A arte de interpretar a si mesmo no cinema ou no teatro não é novidade nenhuma, visto “Birdman” como vencedor do último Oscar. Ainda que a ideia temática esteja muito longe do filme de Iñárritu, o francês “Acima das Nuvens” de Oliver Assayas, não foge ao contexto do famoso jogo de espelhos.

A sempre impecável Juliette Binoche que interpreta Maria no filme, é uma famosa atriz de teatro que há vinte anos fizera uma peça onde uma jovem ambiciosa tem um relacionamento de amor e ódio com uma mulher rica e de muito mais idade que ela. Antes interpretando a jovem, Maria é convidada novamente para atuar na mesma peça, porém no viés do papel que hoje lhe cabe, de uma mulher de mais de quarenta anos. Para isso leva consigo a assistente Valentine (Kristen Stewart) com quem conta profissionalmente e também como ombro amigo.

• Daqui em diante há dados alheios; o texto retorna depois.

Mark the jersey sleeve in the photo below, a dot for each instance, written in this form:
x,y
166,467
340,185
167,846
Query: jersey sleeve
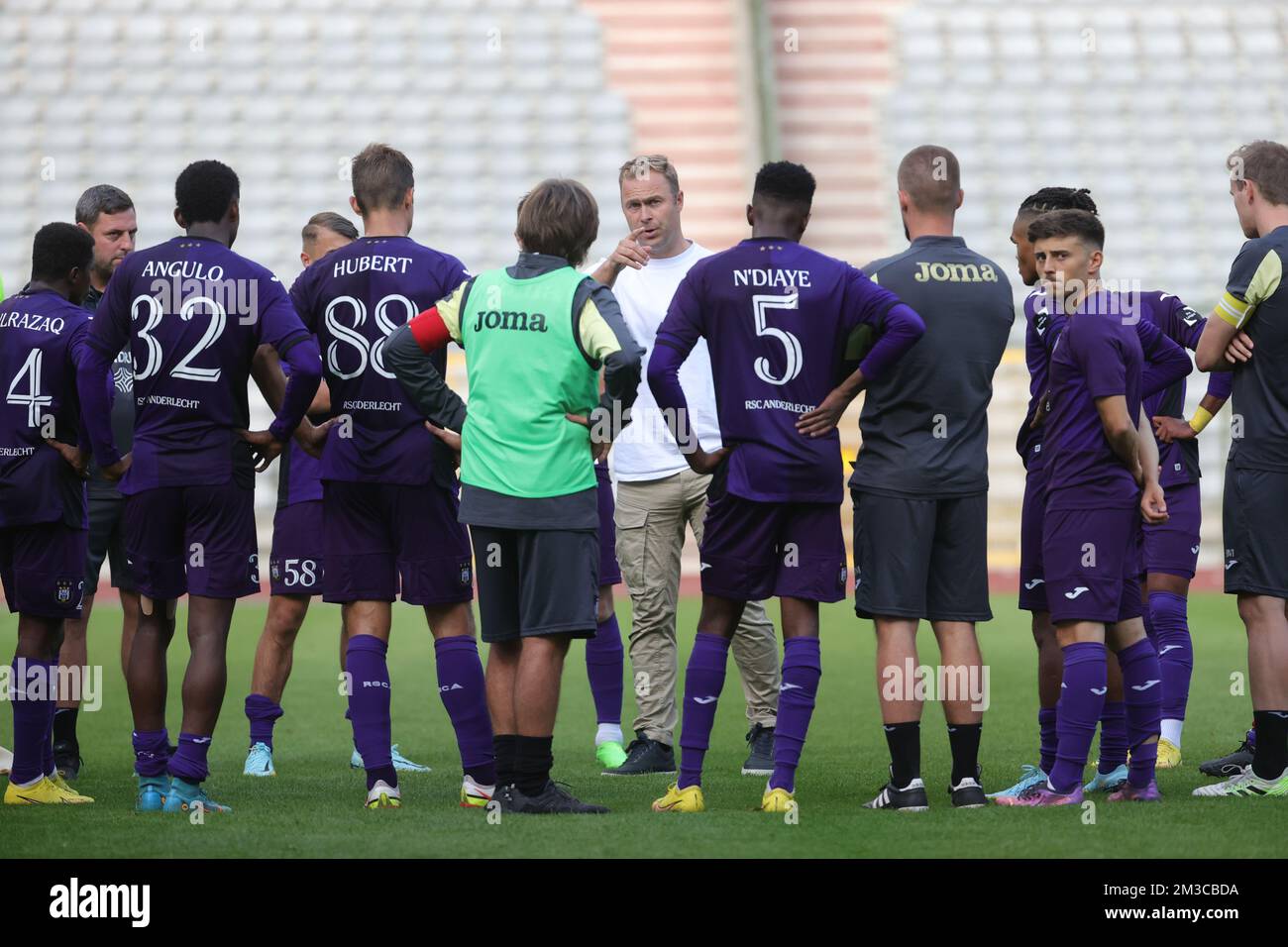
x,y
93,389
1254,275
449,312
1166,363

Os diálogos entre Binoche e Stewart balizam toda obra, muitas vezes ou quase sempre confundindo a realidade com o teatral. A cada momento os textos são repassados entre as duas com a sutileza de não se ter a certeza do que realmente estão tratando: se da vida real, onde amigas (talvez amantes) e profissionais buscam aprimoramento, ou ainda como personagens da própria peça ensaiando suas vidas.

Ainda existe a contrapartida de Chloë Grace Moretz, personagem que vem do cinema hollywoodiano trazendo todo uma bagagem de escândalos, drogas e amantes juntamente com uma gama de paparazzis. O papel chega a ser ironicamente comparado com “Lindsay Lohan” por sua tenra idade e já notada no negativamente no cenário. Existe aí uma crítica sutil aos interesses da mídia quanto ao que é realmente interessante quando se vende: a arte da interpretação ou a ostentação do escândalo bizarro e da vida pessoal? Tire suas próprias conclusões.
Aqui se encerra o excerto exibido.